Many sufferers from chronic neck pain and migraines don’t know why the pain persists, but they do know that a gentle massage on the neck muscles can make life more bearable. That’s just what the new Israeli company Headway is planning to do.
The company, which is located within the Misgav Venture Accelerator Incubator, has developed a device called the Occiflex to give gentle massage therapy to the neck muscles of people with chronic neck and head pain. Using biofeedback methods, the device can be an add-on to a physical therapist’s treatment table and improve the quality of life for the 30 million Americans who suffer from migraine headaches.
Currently people combat migraines with heavy drugs and invasive procedures or opt for alternative treatments such as acupuncture. But Headway’s Occiflex mimics the pain relieving hands-on therapy given by physicians and physical therapists. The result is therapeutic.
Occiflex is equipped with a special head cradling high-tech device that is controlled by a computer. The patient lies down on the table and the Occiflex cradle moves the head gently along a predefined 3D course — a line of movement which varies from patient to patient and which has been optimized to relieve tension in the muscles.
Stopping the vicious cycle in headaches
“Migraines are treated with powerful drugs,” Steve Rhodes, CEO of the Misgav incubator, tells ISRAEL21c. The Occiflex, he explains, tackles the “vicious cycle” of muscle contraction in the neck. “This relaxes muscles and reduces pain.”
The type of movement on which the Occiflex is based is that given by practitioners, but with some very important advantages says the company: the device can restore normal muscle activation patterns by using biofeedback (real-time patient data) to optimize treatment.
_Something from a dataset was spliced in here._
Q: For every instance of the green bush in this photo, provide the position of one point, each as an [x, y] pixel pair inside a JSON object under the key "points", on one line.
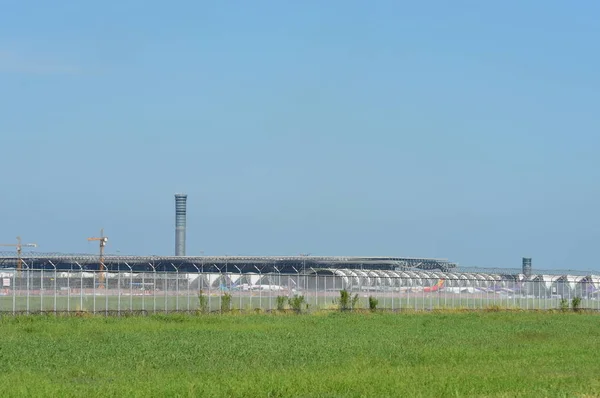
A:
{"points": [[281, 300], [373, 303], [564, 305], [202, 302], [226, 302], [346, 301], [296, 303], [576, 303]]}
Flexible and mobile, it can be used in pain clinics and can be brought to remote locations. Eventually, the company plans on developing a home model.
Relieves a spectrum of head and neck pain
Chronic headaches such as migraines, tension-type headaches, myofascial and post-traumatic headaches are some types that can be alleviated with Occiflex. It is also believed to be effective for treating whiplash and post-spinal surgery.
At first the company plans on targeting the professional market, and in the US, it will be sold through distributors, with a range of disposable products to accompany it.
Headway was founded in 2006, and the Occiflex prototype has been tested on healthy volunteers. The company is led by CEO Tamir Levital, a biotech researcher; and was founded by Dr. Yaron River, a neurologist who heads the Pain Treatment Center at the Bnei-Zion Medical Center in Haifa.
About to enter clinical trials, the Occiflex could be on the US market within 18 months if the right investor is found. Rhodes adds that the device also opens a revenue stream for pain clinics by automating what was normally a hands-on and labor-intensive treatment.